Decidí volver a casa. Se me plantearon interrogantes de tal magnitud que abandoné toda la rutina de mi vida. Había encontrado un legado que despertó en mí una ancestral curiosidad, sin duda la misma que llevó a mi abuelo a su desconocida aventura. ¡Cuánto entusiasmo! ¡Cuánta expectativa! ¡Cuánta emoción se derramó sobre mí encendiendo mi opaca existencia!

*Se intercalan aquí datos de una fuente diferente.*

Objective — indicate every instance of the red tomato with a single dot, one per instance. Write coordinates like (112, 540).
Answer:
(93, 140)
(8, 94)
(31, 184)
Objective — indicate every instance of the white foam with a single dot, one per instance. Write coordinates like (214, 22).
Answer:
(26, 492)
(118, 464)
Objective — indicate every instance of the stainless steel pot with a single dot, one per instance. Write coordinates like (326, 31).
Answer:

Ya en casa, acometí la lectura. El buen romance en el que estaba redactado el manuscrito facilitaba la tarea. La portentosa historia que narraba fue nublando poco a poco mi entendimiento –creo- por eso no sé como llegué hasta aquí. Estoy encerrado en un habitáculo muy estrecho y oscuro. Apenas una línea de malsana luz se aprecia por debajo de la puerta. Del otro lado sólo se escucha algún chirrido y una agonizante voz que suplica por su fin. No me pregunten cómo, pero sé que es la voz de mi abuelo.
Algo en esas hojas está prohibido para los humanos. Algo en esa lectura nos presenta indefensos frente a seres de inverosímil presencia. Tarde comprendí que la ignorancia es nuestro único antídoto ante ellos. Yo ya no lo tengo, creo que éste es el verdadero legado. Detrás de la puerta los quejidos se apagan. Si tengo suerte, moriré pronto. Ya vienen por mi.